Olivier Aubert est photographe-reporter et journaliste indépendant.

Suite à un reportage photo à la maison d'arrêt de la Santé en 1990, son travail s'oriente en grande partie sur l'immigration.

Auteur de nombreux articles sur l'immigration chinoise, le fonds d'O. Aubert se compose principalement de photos et de documentation sur la communauté chinoise, tant en France qu'à l'étranger (Europe, Afrique, Pays de l'Est, ...).

Nous avons mis en exergue uniquement les aspects de son travail concernant les étrangers en France et dans le monde, ce qui concerne au total huit cartons de documentation et plusieurs centaines de photos.

Simone Lellouche et Ahmed Othmani1963-2007 (fonds ouvert)

1959-2007  

Le fonds couvre une période qui correspond à des événements particulièrement importants : la fin de la guerre d'Algérie, la guerre israélo-arabe de juin 1967 avec ses répercussions dans tout le monde arabe, les mouvements étudiants en France comme dans d'autres pays en 1968.

Ainsi, par exemple, le 15 mars 1968, les étudiants organisent en Tunisie une journée d'action pour la libération de Mohamed Ben Jennet, étudiant condamné à 20 ans de travaux forcés à la suite des manifestations de juin 1967. Il s'en suit une répression féroce contre toute l'opposition : le Groupe d'études et d'action socialiste tunisien (GEAST ou groupe « Perspectives ») non reconnu, le Parti Communiste Tunisien et le Baath notamment.

Février 1972 correspond à une période de grande mobilisation pour les libertés en Tunisie. De décembre 1971 à juin 1972, la Tunisie connaît un mouvement démocratique sans précédent dans lequel s'engagent des milliers d'étudiants suivis par les lycéens et les ouvriers. Alors que le procès de Simone Lellouche commence le 1er février et qu'elle est expulsée de Tunisie le 5, l'UGET organise du 3 au 5 février 1972 un congrès extraordinaire pour une « UGET démocratique et représentative» à l'université de Tunis.

Le mouvement étudiant connaît une nouvelle répression, les arrestations sans jugement se succèdent durant de longs mois et de nombreux procès s'en suivent (1974, 1975…). En 1978, c'est le syndicat ouvrier tunisien (UGTT) qui connaît à son tour une violente répression.

Les documents n'ont pas été conservés de façon systématique durant toute la période couverte par le fonds. On ne trouve, par exemple, que quelques documents pour le début des années 1960. A partir de 1968, les documents sont davantage conservés mais le fonds reste lacunaire pour la période 1970-1971 tandis qu'il s'enrichit à nouveau à partir de février 1972.

Une partie importante du fonds est consacrée aux publications (militantes, politiques, presse quotidienne, presse gouvernementale) dont la variété fait sa richesse.

Une part essentielle de ces productions (tracts, affiches, revues, brochures, quelques photos et cassettes) est issue de l'opposition tunisienne du début des années 1960 aux années 1980, aussi bien depuis la France qu'en Tunisie. Certains documents provenaient, en effet, de Tunis pour être imprimés en France puis réacheminés vers la Tunisie.

On peut citer, par ailleurs, les collections des revues Perspectives Tunisiennes et El Amel Tounsi (Le Travailleur tunisien) qui s'avèrent presque complètes ainsi que les documents publiés par les divers comités de défense des prisonniers politiques tunisiens.

On trouve également plusieurs dossiers documentaires comportant plus particulièrement des numéros et coupures de presse de l'Agence de Presse Libération ayant précédé la création du journal Libération (1972-1973) et dont certaines parutions portent sur la Tunisie et sur l'immigration.

De nombreuses coupures de presse et numéros de journaux, principalement de la presse gouvernementale tunisienne, se trouvent également dans ce fonds.

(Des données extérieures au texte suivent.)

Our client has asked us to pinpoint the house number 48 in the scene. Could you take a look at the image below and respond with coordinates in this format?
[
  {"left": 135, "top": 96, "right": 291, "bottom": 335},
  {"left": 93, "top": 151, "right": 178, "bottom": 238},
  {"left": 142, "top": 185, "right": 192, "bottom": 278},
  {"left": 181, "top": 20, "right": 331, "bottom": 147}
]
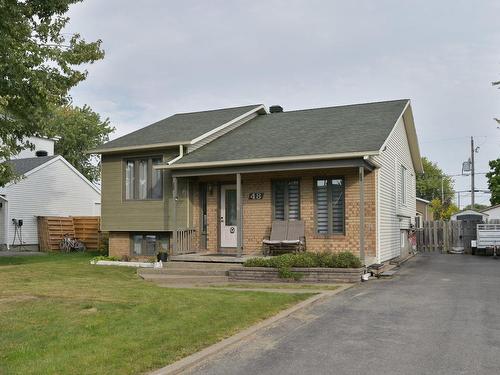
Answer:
[{"left": 248, "top": 193, "right": 264, "bottom": 200}]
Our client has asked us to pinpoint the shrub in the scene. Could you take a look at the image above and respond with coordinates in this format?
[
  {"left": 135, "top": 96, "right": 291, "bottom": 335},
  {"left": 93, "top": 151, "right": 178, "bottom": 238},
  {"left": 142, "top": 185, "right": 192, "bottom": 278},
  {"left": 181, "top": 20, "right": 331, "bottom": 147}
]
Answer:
[
  {"left": 243, "top": 258, "right": 271, "bottom": 267},
  {"left": 90, "top": 255, "right": 120, "bottom": 263},
  {"left": 243, "top": 251, "right": 362, "bottom": 273}
]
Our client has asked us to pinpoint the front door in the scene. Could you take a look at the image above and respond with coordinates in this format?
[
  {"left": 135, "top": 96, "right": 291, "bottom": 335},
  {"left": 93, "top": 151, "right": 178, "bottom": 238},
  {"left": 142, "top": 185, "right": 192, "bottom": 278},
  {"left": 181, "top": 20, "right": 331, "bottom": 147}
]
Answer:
[{"left": 220, "top": 185, "right": 237, "bottom": 247}]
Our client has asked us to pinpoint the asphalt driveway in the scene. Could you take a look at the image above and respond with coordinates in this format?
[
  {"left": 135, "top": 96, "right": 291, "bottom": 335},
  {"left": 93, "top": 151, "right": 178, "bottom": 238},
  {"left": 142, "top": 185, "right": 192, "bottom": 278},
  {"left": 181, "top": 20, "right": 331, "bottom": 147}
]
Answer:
[{"left": 192, "top": 254, "right": 500, "bottom": 375}]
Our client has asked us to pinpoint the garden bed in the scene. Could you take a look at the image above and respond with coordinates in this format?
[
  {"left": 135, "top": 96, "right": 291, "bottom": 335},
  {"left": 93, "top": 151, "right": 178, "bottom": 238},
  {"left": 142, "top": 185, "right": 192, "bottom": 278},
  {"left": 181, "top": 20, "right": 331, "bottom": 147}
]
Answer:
[
  {"left": 228, "top": 251, "right": 365, "bottom": 283},
  {"left": 228, "top": 267, "right": 364, "bottom": 284},
  {"left": 90, "top": 260, "right": 161, "bottom": 268}
]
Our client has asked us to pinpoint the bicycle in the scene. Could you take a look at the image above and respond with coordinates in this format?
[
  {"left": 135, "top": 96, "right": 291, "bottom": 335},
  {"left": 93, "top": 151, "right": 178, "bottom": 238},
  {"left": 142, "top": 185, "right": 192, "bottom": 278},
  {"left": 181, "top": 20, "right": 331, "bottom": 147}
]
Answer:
[{"left": 59, "top": 233, "right": 86, "bottom": 253}]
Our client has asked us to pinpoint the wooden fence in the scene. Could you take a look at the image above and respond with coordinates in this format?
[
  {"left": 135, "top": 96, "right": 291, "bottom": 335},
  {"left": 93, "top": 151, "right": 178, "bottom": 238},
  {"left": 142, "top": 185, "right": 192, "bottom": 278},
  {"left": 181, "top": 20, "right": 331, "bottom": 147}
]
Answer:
[
  {"left": 416, "top": 220, "right": 497, "bottom": 253},
  {"left": 38, "top": 216, "right": 101, "bottom": 251}
]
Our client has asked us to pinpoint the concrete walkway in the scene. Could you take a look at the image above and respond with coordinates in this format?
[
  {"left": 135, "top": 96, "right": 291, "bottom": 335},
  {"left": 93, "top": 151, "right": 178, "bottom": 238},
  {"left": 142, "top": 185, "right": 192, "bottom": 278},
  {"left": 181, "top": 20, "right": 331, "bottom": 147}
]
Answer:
[{"left": 191, "top": 254, "right": 500, "bottom": 375}]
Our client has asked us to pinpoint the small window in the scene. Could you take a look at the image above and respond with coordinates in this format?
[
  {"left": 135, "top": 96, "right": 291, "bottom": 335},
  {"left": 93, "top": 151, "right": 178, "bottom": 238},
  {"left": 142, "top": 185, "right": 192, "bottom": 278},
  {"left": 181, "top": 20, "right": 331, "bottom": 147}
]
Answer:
[
  {"left": 125, "top": 160, "right": 135, "bottom": 199},
  {"left": 224, "top": 189, "right": 237, "bottom": 226},
  {"left": 273, "top": 179, "right": 300, "bottom": 220},
  {"left": 315, "top": 178, "right": 345, "bottom": 234},
  {"left": 139, "top": 160, "right": 148, "bottom": 199},
  {"left": 400, "top": 165, "right": 406, "bottom": 206},
  {"left": 124, "top": 157, "right": 163, "bottom": 200},
  {"left": 151, "top": 158, "right": 163, "bottom": 199},
  {"left": 131, "top": 233, "right": 169, "bottom": 256}
]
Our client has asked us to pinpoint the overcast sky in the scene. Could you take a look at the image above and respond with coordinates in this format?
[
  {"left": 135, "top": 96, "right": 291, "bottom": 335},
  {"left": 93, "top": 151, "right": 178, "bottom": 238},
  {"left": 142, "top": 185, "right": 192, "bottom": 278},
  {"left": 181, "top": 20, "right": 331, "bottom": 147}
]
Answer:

Outre cette riche documentation rassemblée par Simone Lellouche, nous trouvons également traces de ses activités militantes et des relations qu'elle entretint avec son mari au cours de ses années d'emprisonnement et de lutte.

Les archives comportent, d'ailleurs, de nombreux documents relatifs aux affaires judiciaires, aux procès et aux prisonniers : informations et notes tapées à la machine sur les procès, affaires de 1968, 1972, 1973, 1975, 1978 avec les fiches des prisonniers, leurs cartes d'étudiants à l'université de Paris VIII-Vincennes, le budget et les dépenses pour les prisonniers, la liste des livres envoyés et reçus au bagne de Borj Erroumi (bibliothèque), des informations manuscrites et de la correspondance ; un texte non publié sur le bagne de Borj Erroumi, intitulé Les prisonniers politiques en Tunisie qui traite de l'affaire du complot de 1962 ; le sort des comploteurs, morts et survivants, écrit par des détenus dans les années 70 ; de nombreux tracts des comités de solidarité et de libération et la campagne pour la libération de tous les prisonniers politiques et syndicalistes fondée sur la publication, en avril 1979, du témoignage dans les Temps Modernes de Ahmed Ben Othman, alors détenu.

Amana (fonds d'archives)

1952-1997  

AMANA produisait des dossiers documentaires sur ses thèmes de travail. Les plus anciens furent donnés, par la main de Philippe Dewitte, successeur du père Ghys, peu après son décès en 1991.

L'origine semble confirmée notamment par les nombreuses pochettes portant le sigle de l'organisme, ainsi que par la présence importante de la presse catholique dans cette collection.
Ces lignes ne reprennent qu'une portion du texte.